US Ambassador Dan Kurtzer met with Israeli Prime Minister Ariel Sharon yesterday to formally present him with a long-awaited internationally backed Mideast peace plan.
A convoy of diplomatic vehicles was seen pulling up to Sharon's house in Jerusalem yesterday afternoon and a diplomatic source confirmed that Kurtzer had arrived.
Terje Larsen, the UN envoy to the Middle East, told reporters in the West Bank town of Ramallah that the internationally backed "road map" to peace would be presented to Palestinian Prime Minister Mahmoud Abbas at 5pm (9pm Taiwan time) yesterday.
Abbas was sworn in to his post earlier yesterday.
The plan was drafted by the so-called Quartet of Mideast mediators: the US, EU, UN and Russia.
The plan calls for an immediate cease-fire, a crackdown on Palestinian militias, an Israeli withdrawal from Palestinian towns and the dismantling of Jewish settlements erected since 2001. A Palestinian state with provisional borders could be established by year's end and full statehood within three years, according to the timetable.

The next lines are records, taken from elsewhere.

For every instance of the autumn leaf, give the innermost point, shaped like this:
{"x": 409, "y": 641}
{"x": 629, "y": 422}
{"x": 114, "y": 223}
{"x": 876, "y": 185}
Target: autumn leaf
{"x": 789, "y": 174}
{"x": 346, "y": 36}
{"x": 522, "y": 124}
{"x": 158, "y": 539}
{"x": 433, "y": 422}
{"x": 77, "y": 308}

The release of the road map was undeterred by a Tel Aviv suicide bombing that killed at least three people and left 49 wounded and marked US President George W. Bush's most intense attempt at peacemaking since he took office more than two years ago.
Bush has pledged to put "the same amount of energy" into it as British Prime Minister Tony Blair has into the long-running Northern Ireland peace process.
"This is a priority for the president and he is committed to it," White House spokesman Ari Fleischer said.
A senior Bush administration official, speaking on condition of anonymity said: "The hope is that this will lead to real progress and the road map will act as a guidepost for the parties to work together."
Fleischer said Bush wants to stick to the deadlines outlined in the road map.
"The president wants progress to move quickly," he said.
To stick to the road map, the parties will have to act quickly.
Under the document, by May the Palestinians must implement an immediate cessation of violence and the Israelis must take steps to ease restrictions on Palestinians.
Israel must freeze all settlement activity. The Palestinians must issue an unequivocal statement reiterating Israel's right to exist in peace and security. Israel must issue a similar statement affirming its commitment to a Palestinian state living side by side with Israel.
Senior US officials believe Israel, without Iraq to worry about, has more room to take risks for peace and that the US has more credibility in pressing the Israelis to take risks.
Fleischer also announced yesterday that Bush will give a speech this evening from deck of the aircraft carrier USS Abraham Lincoln to say that major combat in Iraq has ended. But he said that Bush will neither formally declare victory nor declare the war to be over because pockets of resistance remain and some key missions are unfulfilled.
``He will address the nation just as he did at the beginning of the conflict,'' Fleischer said, adding that the White House has requested time from US TV networks to broadcast the speech.